It’s no surprise that bare-metal servers often provide the highest level of performance for demanding workloads. Organizations might be tempted to use bare-metal deployments to maximize performance and value from their platforms, especially for use with demanding workloads such as analytics, artificial intelligence (AI), machine learning (ML), and high-performance computing (HPC). Until recently, this approach has been blocked due to concerns around high availability. For example, although RAID arrays could be used with bare-metal deployments to ensure availability, this option hasn’t been viable in the past due to performance constraints of Serial Attached SCSI (SAS)−based RAID controllers.
Newer NVM Express® (NVMe®)-based RAID controllers remove that constraint.
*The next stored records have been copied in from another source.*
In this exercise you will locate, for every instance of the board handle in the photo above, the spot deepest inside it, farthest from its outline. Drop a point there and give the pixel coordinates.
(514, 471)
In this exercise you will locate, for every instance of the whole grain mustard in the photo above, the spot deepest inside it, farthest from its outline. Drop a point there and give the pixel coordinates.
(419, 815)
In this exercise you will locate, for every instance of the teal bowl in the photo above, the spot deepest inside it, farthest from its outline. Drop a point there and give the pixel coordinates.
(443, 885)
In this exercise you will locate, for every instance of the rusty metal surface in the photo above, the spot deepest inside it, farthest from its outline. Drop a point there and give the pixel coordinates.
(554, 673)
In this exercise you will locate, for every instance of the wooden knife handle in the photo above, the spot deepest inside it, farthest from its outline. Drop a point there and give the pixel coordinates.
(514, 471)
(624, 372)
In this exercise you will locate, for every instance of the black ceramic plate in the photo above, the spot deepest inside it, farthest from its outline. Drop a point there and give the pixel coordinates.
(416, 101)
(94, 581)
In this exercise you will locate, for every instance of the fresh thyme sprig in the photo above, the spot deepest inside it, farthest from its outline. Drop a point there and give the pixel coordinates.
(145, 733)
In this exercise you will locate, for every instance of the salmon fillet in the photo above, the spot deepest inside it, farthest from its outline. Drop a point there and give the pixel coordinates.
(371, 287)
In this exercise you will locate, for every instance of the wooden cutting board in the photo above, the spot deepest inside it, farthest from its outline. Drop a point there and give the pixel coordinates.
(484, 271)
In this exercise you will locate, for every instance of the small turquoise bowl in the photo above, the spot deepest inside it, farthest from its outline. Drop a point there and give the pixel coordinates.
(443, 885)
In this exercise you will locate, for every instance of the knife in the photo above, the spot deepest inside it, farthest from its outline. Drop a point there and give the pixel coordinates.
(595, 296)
The NVMe protocol in newer RAID controllers, such as Dell™ PowerEdge™ RAID Controller 11 (PERC 11), can overcome the latency gaps caused by the slower SAS protocol.
To determine the viability of using platforms with NVMe RAID controllers for demanding workloads, Prowess Consulting ran tests to measure transactional database performance using a Dell™ PowerEdge™ R750 server, built with Dell PERC 11 NVMe RAID controllers. We compared performance to a Dell PowerEdge R740xd, configured with Dell PERC 10 controllers using SATA SSDs. In our testing, the PowerEdge R750 with NVMe RAID demonstrated an impressive 2.92x increase in database transaction performance, demonstrating that the newer platform offers a compelling option for businesses looking for high performance with the reliability and availability offered by PERC 11 RAID.